Please feel free to push back on whatever straw man arguments you like.  This kind of weak ass argument doesn't bode well for your future in any industry - no one is going to give a shit if you spent a few years at the most prestigious shop imaginable if this is how you react to even mild criticism.

Let me repeat - exit opps aren't as much of a thing in real estate as they are in finance and it rarely applies.  Good for you if you find that in 5% of cases that isn't true - you know what that qualifies as?  "Rarely".  Do your job well, show you understand your shit, and people will judge you on that and not on the firm you started at.  If all you care about is the real estate arm of private equity shops, then perhaps specify that and you'll get a more specific answer.  If you ask a shit, overly broad question, don't be surprised when the answer you get back is equally broad.

 
Most Helpful

I’m going to add to this. In a lot of real estate, exit ops are what you create via your network. For instance, I went from a Life Co to REPE to a developer. I have no development experience and now do development management. I used to do acquisitions and asset management. Yet the developer still picked me up due to my network putting me up for the role. Most people would say, you shouldn’t have been able to make the transition, but most folks in the industry will teach you what you need to know. And I know many people who have moved around and done acquisitions, asset management, back again, over to development, etc. The skill sets all interact. Sure, I’m not underwriting OMs all day, but Ive spent the better part of the last 5 hours in excel re-underwriting the asset I work on and stress testing - it’s the same skill set in some regards because it all comes back to finance, creating value, and working with counter parties to get a deal done. 

 
Funniest

What?  Are you saying that something other than the name of the firm at which you worked has the least bit importance to landing a new role?  What a fucking simp!  This guy doesn't know anything.

 

From my opinion, experience usually correlates with exit opportunities, with the exception of coming from "prestigious" or difficult to enter firms where the exit opportunities assume you are smart so they will teach you the job.

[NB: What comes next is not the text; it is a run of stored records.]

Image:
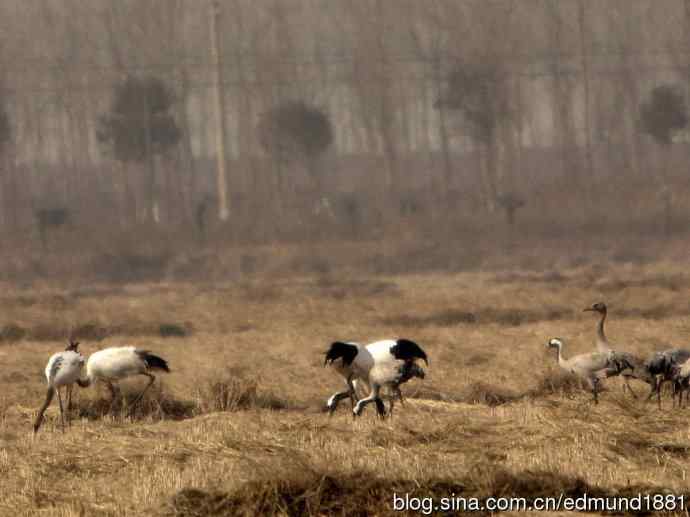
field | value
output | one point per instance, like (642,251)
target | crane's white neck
(602,341)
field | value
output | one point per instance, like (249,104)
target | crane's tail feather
(338,350)
(407,350)
(154,362)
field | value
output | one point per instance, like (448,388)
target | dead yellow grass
(238,427)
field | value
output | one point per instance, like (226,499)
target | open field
(238,426)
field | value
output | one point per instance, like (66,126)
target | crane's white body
(115,363)
(63,370)
(590,367)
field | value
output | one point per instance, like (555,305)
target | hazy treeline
(342,116)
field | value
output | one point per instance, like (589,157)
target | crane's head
(599,307)
(554,342)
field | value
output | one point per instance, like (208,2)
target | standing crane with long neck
(387,363)
(116,363)
(63,369)
(591,367)
(626,364)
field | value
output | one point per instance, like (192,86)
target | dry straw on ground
(238,427)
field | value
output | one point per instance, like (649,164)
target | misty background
(131,130)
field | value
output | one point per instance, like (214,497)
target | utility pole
(585,70)
(216,54)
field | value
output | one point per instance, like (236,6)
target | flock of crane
(380,365)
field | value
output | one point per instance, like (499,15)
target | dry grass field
(238,426)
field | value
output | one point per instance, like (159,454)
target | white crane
(386,363)
(63,369)
(590,367)
(116,363)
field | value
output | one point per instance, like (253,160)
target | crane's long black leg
(332,403)
(152,378)
(627,384)
(62,416)
(380,407)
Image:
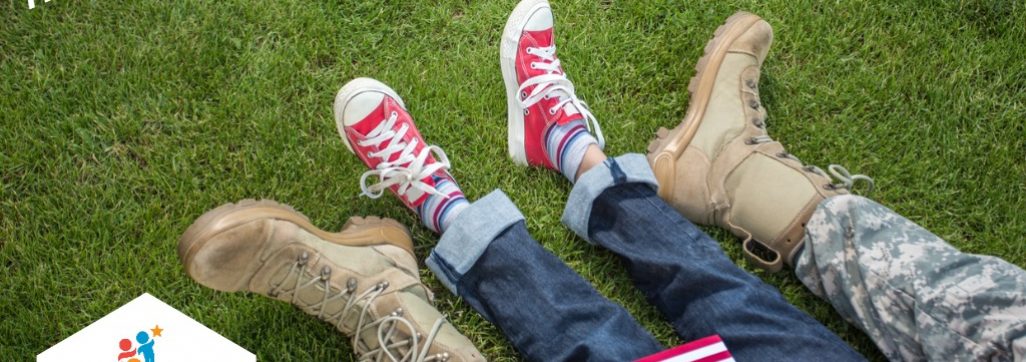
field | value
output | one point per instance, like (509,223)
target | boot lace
(839,176)
(408,169)
(390,344)
(555,84)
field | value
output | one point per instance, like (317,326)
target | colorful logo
(131,353)
(120,336)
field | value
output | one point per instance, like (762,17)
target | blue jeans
(549,313)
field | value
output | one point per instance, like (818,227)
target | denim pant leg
(917,296)
(684,273)
(546,310)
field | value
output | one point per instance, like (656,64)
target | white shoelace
(389,340)
(837,172)
(555,84)
(408,177)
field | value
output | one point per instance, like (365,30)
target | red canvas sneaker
(373,123)
(538,91)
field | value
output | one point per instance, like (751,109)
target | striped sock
(437,212)
(565,145)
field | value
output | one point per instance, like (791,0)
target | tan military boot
(363,279)
(720,167)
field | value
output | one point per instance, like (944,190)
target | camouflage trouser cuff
(629,168)
(471,233)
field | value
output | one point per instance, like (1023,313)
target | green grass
(122,121)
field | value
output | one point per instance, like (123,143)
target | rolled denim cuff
(471,233)
(629,168)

I'd think it really depends on what you will be doing and if it lines up with your desired exit opportunities. I don't know the reputation, but for example, if the firm is know to do terrible underwriting, you might have to make sure to cover that in the interview so they won't just assume, or even use it as a reason to exit. Otherwise, I don't believe it would materially effect someone.

 

The real question is why people even want these jobs. You go work in IB or whatever so you can lateral to a meat-grinder PE associate role to build your resume so you can... land a cushy gig at a boutique firm where you can work your way into a meaningful ownership share? Feels like you can totally skip the first two steps in real estate. Your peers at the end game firm will have come from brokerage, from architecture, networked their way in from MRED programs, etc. etc. To me it seems like a process and a motivation that is completely driven by the blinders of an undergrad who can only name a handful of huge firms.

 

Not all REPE megafunds are meat-grinders. People in my group (associates included) generally work 9 to 7pm on weekdays, with very little work on weekends. I understand that not all shops are like this, but friends in REPE or corporate PE that have prized culture/WLB have generally been able to find it. A lot of the ppl that I know have gone that path so they could land at more of a lifestyle-oriented PE shop.